Culture of fear driving the merry-go-round?
Roy Hodgson, Sam Allardyce and Alan Pardew managing in the Premier League. Name the year. 2005? Nope, 2017. Why do the same few figures keep cropping up at the top tier in English football? It’s partly down to fear. West Brom, Everton and Crystal Palace are not expecting these managers to do anything other than keep the status quo; to keep at bay the terrifying prospect of relegation to the Championship, and the financial implications that come from dropping into that notoriously difficult league. Or worse still, the possibility of ‘doing a Leeds’ and plummeting through the tiers.
Development, progress, ambition. All are missing from these appointments – they’re a safe pair of hands and on that basis can command huge contracts. The knock-on effects of these fear-driven managerial appointments are a lack of development opportunities for players and younger managers. Can you risk playing that 17-year-old unproven talent? Can you risk gambling on an up-and-coming manager with no Premier League experience to stave off relegation? These clubs have answered no, and so blockages begin to appear in development pathways on and off the field. The overwhelming fear drives clubs into only appointing ‘proven Premier League experience’ even if that experience hasn’t ever yielded results, enjoyable playing styles, or silverware. And the fear permeates to next year’s out-of-form clubs, who will again look to appoint whichever of Pardew, Hodgson or Allardyce has been sacked by then, and the status quo continues.

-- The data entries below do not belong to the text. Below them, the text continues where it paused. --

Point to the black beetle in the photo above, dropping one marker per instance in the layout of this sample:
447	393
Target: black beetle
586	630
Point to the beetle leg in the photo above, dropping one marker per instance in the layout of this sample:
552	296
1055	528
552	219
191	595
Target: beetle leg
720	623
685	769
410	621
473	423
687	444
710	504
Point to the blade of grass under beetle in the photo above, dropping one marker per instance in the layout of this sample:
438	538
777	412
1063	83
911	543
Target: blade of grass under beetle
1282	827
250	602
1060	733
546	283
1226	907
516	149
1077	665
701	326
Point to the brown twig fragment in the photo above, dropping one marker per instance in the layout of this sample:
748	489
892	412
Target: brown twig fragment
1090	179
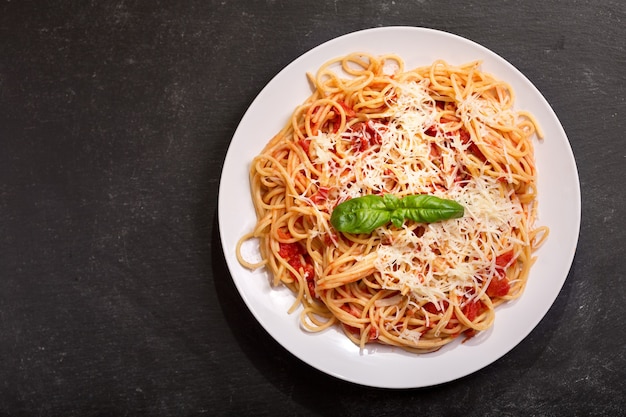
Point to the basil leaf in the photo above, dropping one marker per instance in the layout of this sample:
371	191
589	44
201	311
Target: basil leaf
364	214
361	214
424	208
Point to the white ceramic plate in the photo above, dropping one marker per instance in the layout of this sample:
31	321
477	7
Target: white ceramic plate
380	366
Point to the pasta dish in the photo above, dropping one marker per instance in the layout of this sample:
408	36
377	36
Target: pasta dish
399	204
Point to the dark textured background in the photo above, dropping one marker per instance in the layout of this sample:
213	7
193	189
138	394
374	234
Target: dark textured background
115	118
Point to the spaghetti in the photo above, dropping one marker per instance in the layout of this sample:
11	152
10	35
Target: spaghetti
372	127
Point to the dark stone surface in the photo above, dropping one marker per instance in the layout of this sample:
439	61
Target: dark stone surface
115	118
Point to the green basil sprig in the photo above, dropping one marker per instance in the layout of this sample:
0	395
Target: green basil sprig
366	213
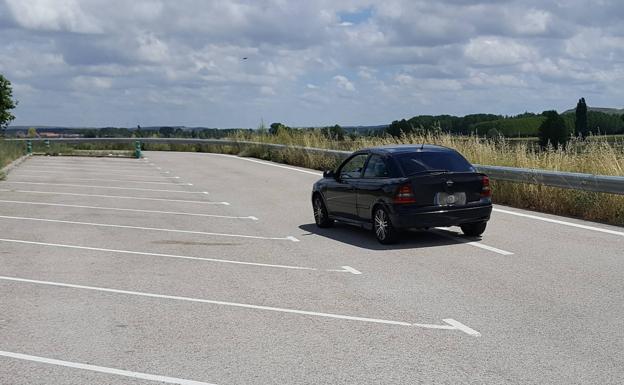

Wouldn’t it be great to see a club on the slide either keep the faith with their current manager or look to appoint someone new? Yes, it’s a risk, but stifling the culture of fear around this needs to happen to provide the opportunity for the talented coaches currently being overlooked.
English youngsters embracing new cultures
We’re firm believers that ‘who we are is how we play’; meaning that the socio-cultural backgrounds of each football player affects their playing style and approach to the game. Not only does a player’s country of birth, childhood location and football education exert influence, but so too do the various cultures that individual is exposed to throughout their careers. And it appears that this message is starting to get through to youngsters in the game, who are starting to look further afield for development opportunities afforded by playing in different cultures to their own.